Benefits of Open Source
Distribution: Low barrier to entry for users because the code is free and open, and facilitates exceptionally rapid adoption. eg. Open source is how a project like Elasticsearch goes from a few downloads in 2010 to over 250 million in 2018.
Fast Evolution: An effective way to make the best product possible. Each download is an opportunity for the project to improve and evolve. Security gets hardened as users scrutinize the code. Reliability and resiliency become more established with rigorous testing across various architectures and environments.
Extensible: extensibility increases as users experiment with new use cases and build integrations, add-ons, plugins, and frameworks that expand the project’s reach.
Community: With open source, a community forms with the first download. That first download leads to the first direct contact between author and user in a forum or IRC, which leads to questions or observations, followed by the first open issue, then the first pull request, and finally the first improvement or enhancement. Together they may have fixed a bug or corrected a typo in the documentation. No matter how big or small, the software is better thanks to collaboration. Now, imagine that process after millions of downloads.
Open Source Companies Business Model
Although open-source software is free for developers to use, there are huge companies behind the open-source software that need revenue to run their operations. Here are many ways by which these companies make money:
Professional Services: Open-source software can be commercialized from selling services, such as training, technical support, or consulting, rather than the software itself. Another possibility is offering open-source software in source code form only, while providing executable binaries to paying customers only, offering the commercial service of compiling and packaging of the software.
Enterprise Deployments: Many Fortune 500 enterprises require the deployment of the OSS on-premise. Companies typically charge a lot for such deals.
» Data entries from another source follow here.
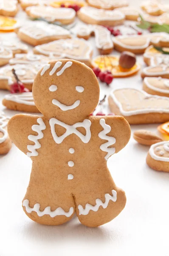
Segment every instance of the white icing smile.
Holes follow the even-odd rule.
[[[65,105],[65,104],[62,104],[62,103],[61,103],[60,102],[55,99],[53,99],[52,102],[54,105],[59,107],[63,111],[67,111],[70,109],[73,109],[78,107],[80,104],[80,101],[79,100],[76,100],[74,103],[70,106],[67,106],[66,105]]]

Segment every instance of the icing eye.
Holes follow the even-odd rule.
[[[50,92],[55,92],[57,89],[57,85],[55,85],[54,84],[52,84],[52,85],[51,85],[51,86],[49,88],[49,90]]]
[[[82,93],[84,89],[82,86],[76,86],[76,90],[78,93]]]

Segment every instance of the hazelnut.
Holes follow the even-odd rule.
[[[130,52],[123,52],[119,60],[119,64],[123,68],[131,68],[135,64],[136,57],[135,54]]]

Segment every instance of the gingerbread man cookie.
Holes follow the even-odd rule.
[[[113,10],[115,8],[127,6],[128,3],[126,0],[86,0],[89,6],[96,8]]]
[[[25,11],[31,18],[42,18],[48,21],[57,21],[65,25],[72,23],[76,16],[75,11],[71,8],[54,8],[43,5],[27,7]]]
[[[85,23],[102,26],[116,26],[124,23],[124,15],[119,11],[107,11],[90,6],[82,7],[78,12],[79,18]]]
[[[11,110],[37,113],[39,112],[35,106],[31,92],[7,94],[2,103],[7,108]]]
[[[14,17],[18,11],[17,0],[1,0],[0,15]]]
[[[38,45],[34,49],[34,52],[55,59],[61,58],[73,59],[91,66],[93,49],[90,43],[83,39],[60,39]]]
[[[72,29],[77,37],[85,40],[95,35],[96,47],[101,54],[109,54],[113,49],[113,44],[110,32],[105,27],[98,25],[82,26]]]
[[[44,21],[34,21],[22,26],[17,33],[22,41],[35,46],[62,38],[71,38],[68,29]]]
[[[9,119],[3,114],[0,113],[0,155],[8,153],[12,146],[12,143],[7,130]]]
[[[128,123],[121,116],[89,115],[98,104],[99,86],[92,70],[79,61],[45,65],[33,94],[43,116],[17,115],[8,127],[14,144],[32,160],[25,213],[47,225],[66,222],[75,212],[88,227],[110,221],[126,199],[107,161],[128,143]]]
[[[152,145],[146,162],[149,166],[156,171],[169,172],[169,142],[163,141]]]
[[[143,89],[148,93],[169,97],[169,79],[158,77],[145,77]]]
[[[109,97],[111,111],[131,125],[161,123],[169,119],[169,99],[132,88],[115,90]]]

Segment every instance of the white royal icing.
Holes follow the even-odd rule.
[[[36,157],[38,155],[38,152],[36,149],[40,148],[41,145],[38,141],[38,140],[42,139],[43,137],[43,133],[42,131],[43,130],[46,129],[46,125],[42,118],[39,118],[37,119],[37,122],[39,125],[34,125],[32,126],[32,130],[34,131],[36,131],[38,133],[37,135],[30,135],[28,138],[29,140],[34,143],[34,145],[28,145],[27,148],[31,152],[28,152],[27,155],[28,157]]]
[[[78,93],[82,93],[84,90],[83,86],[76,86],[76,90]]]
[[[99,210],[99,208],[100,206],[102,206],[104,209],[106,209],[109,203],[109,201],[111,201],[113,202],[116,202],[117,201],[117,192],[113,189],[112,190],[113,195],[111,195],[110,194],[105,194],[105,202],[103,203],[101,199],[97,198],[96,200],[96,204],[94,206],[90,204],[86,204],[85,206],[84,209],[81,204],[78,205],[78,209],[79,211],[79,215],[87,215],[90,211],[93,211],[93,212],[97,212]]]
[[[162,145],[163,145],[163,148],[164,150],[169,153],[169,156],[168,157],[158,156],[155,153],[154,150],[155,148]],[[157,151],[158,151],[158,150]],[[161,156],[163,155],[164,154],[164,152],[163,152],[163,154],[161,154],[161,152],[160,152],[160,155]],[[156,143],[155,144],[153,144],[151,146],[150,148],[149,149],[149,154],[151,157],[152,157],[152,158],[155,160],[157,160],[157,161],[162,161],[163,162],[169,162],[169,142],[162,141],[161,142],[158,142],[158,143]]]
[[[59,207],[54,211],[51,211],[50,206],[46,207],[43,211],[40,211],[39,204],[35,204],[33,208],[31,208],[29,206],[29,200],[28,199],[25,199],[23,201],[23,206],[25,207],[26,211],[28,213],[31,213],[32,212],[35,212],[39,217],[48,215],[51,218],[54,218],[56,216],[65,215],[68,218],[72,215],[74,212],[73,207],[70,207],[69,211],[66,212],[61,207]]]
[[[9,117],[0,114],[0,132],[2,132],[3,134],[3,137],[0,137],[0,144],[4,142],[8,137],[7,131],[5,129],[8,124],[7,122],[8,119],[9,119]]]
[[[32,93],[11,93],[4,97],[6,100],[12,101],[21,104],[35,106]]]
[[[49,90],[50,90],[50,92],[55,92],[57,89],[57,85],[55,85],[54,84],[52,84],[49,88]]]
[[[77,122],[73,125],[69,125],[58,120],[56,118],[51,118],[49,120],[51,133],[54,140],[57,144],[60,144],[69,135],[74,134],[78,136],[84,143],[88,143],[91,138],[90,126],[91,122],[90,120],[85,119],[82,122]],[[55,132],[55,125],[58,125],[66,129],[66,131],[61,135],[58,136]],[[84,135],[76,129],[78,127],[83,127],[86,130],[86,134]]]
[[[123,109],[122,105],[121,103],[118,101],[116,97],[115,96],[114,94],[114,92],[115,91],[120,90],[134,90],[135,92],[135,93],[137,93],[137,92],[139,92],[139,93],[141,93],[145,96],[144,99],[149,99],[149,98],[154,99],[164,99],[166,101],[168,101],[169,103],[169,108],[168,109],[164,109],[161,108],[143,108],[143,108],[141,109],[136,109],[135,110],[132,110],[130,111],[125,111]],[[152,95],[150,94],[149,94],[146,93],[146,92],[139,90],[137,89],[134,89],[133,88],[121,88],[119,89],[114,90],[112,91],[110,93],[111,97],[112,98],[114,102],[116,104],[116,105],[118,107],[121,113],[122,114],[123,116],[132,116],[135,115],[137,115],[139,114],[145,114],[145,113],[169,113],[169,99],[167,97],[162,97],[161,96],[158,96],[158,95]],[[143,100],[143,102],[144,102]],[[130,103],[129,103],[129,107],[130,107]]]
[[[161,79],[161,79],[163,79],[163,81],[164,84],[166,85],[166,87],[168,87],[169,88],[168,90],[166,90],[165,89],[161,89],[161,88],[154,86],[153,84],[150,84],[150,83],[149,82],[148,80],[149,78],[151,78],[145,77],[144,80],[146,86],[148,88],[153,90],[155,91],[156,92],[158,92],[159,93],[169,93],[169,79]],[[158,77],[154,77],[153,78],[155,79],[157,79],[157,80],[159,80]]]
[[[106,135],[111,131],[111,126],[106,124],[104,119],[102,118],[100,120],[100,124],[103,127],[103,130],[99,132],[98,136],[102,140],[108,140],[107,142],[101,144],[100,147],[100,148],[102,151],[107,152],[107,154],[104,157],[105,160],[107,160],[109,157],[114,154],[115,151],[115,148],[108,148],[108,147],[115,143],[116,140],[114,137],[110,137]]]

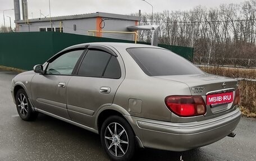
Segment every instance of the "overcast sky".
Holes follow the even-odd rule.
[[[20,0],[21,1],[21,0]],[[221,4],[238,3],[245,0],[147,0],[153,6],[153,11],[188,11],[199,5],[207,8],[218,7]],[[49,0],[28,0],[29,18],[39,18],[41,13],[49,16]],[[13,8],[13,0],[0,0],[0,26],[3,25],[3,10]],[[118,14],[138,12],[151,13],[152,7],[142,0],[51,0],[51,16],[84,14],[96,12]],[[11,17],[14,27],[14,11],[4,11]],[[22,17],[22,16],[21,16]],[[41,15],[42,17],[43,16]],[[21,17],[22,19],[22,17]],[[9,18],[5,17],[6,26],[10,26]]]

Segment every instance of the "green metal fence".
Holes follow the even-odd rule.
[[[89,42],[132,41],[56,32],[0,33],[0,65],[30,70],[60,50],[72,45]],[[140,43],[139,42],[139,43]],[[145,44],[143,43],[143,44]],[[159,44],[192,61],[193,48]]]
Dual Licensing Model: In a dual licensing model, the vendor develops software and offers it under an open-source license but also under separate proprietary license terms. The proprietary version can be licensed to finance the continued development of the free open-source version. Customers may prefer a no-cost and open-source edition for testing, evaluation, proof of concept development, and small scale deployment. If the customer wishes to deploy the software at scale, or in proprietary distributed products, the customer then negotiates for a commercial license to an enterprise edition.
Customizations &Premium Features: Some companies sell proprietary but optional extensions, modules, plugins, or add-ons to an open-source software product. This approach is a variant of the freemium business model. The proprietary software may be intended to let customers get more value out of their data, infrastructure, or platform, e.g., operate their infrastructure/platform more effectively and efficiently, manage it better, or secure it better.
Branded merchandise: Some open-source organizations such as the Mozilla Foundation and the Wikimedia Foundation sell branded merchandise articles like t-shirts and coffee mugs.
Software as a Service: Selling subscriptions for online accounts and server access to customers is one way of adding value to open-source software. You can either install the software on your servers for free (by paying for the server) or you can pay for the hosted software.
Voluntary Donations: Many OSS companies enable donations on their repositories for allowing the users to donate as much money as they’d like. GitHub has launched a Sponsors program to facilitate seamless donations in the form of sponsorships.
Many billion-dollar companies started with an open-source approach and have made their name in the developer community.
However, the Open Source movement is not just limited to Software. Hardware companies like Arduino, Raspberry Pi, MakerBot etc. are some examples of companies that have open-sourced their hardware.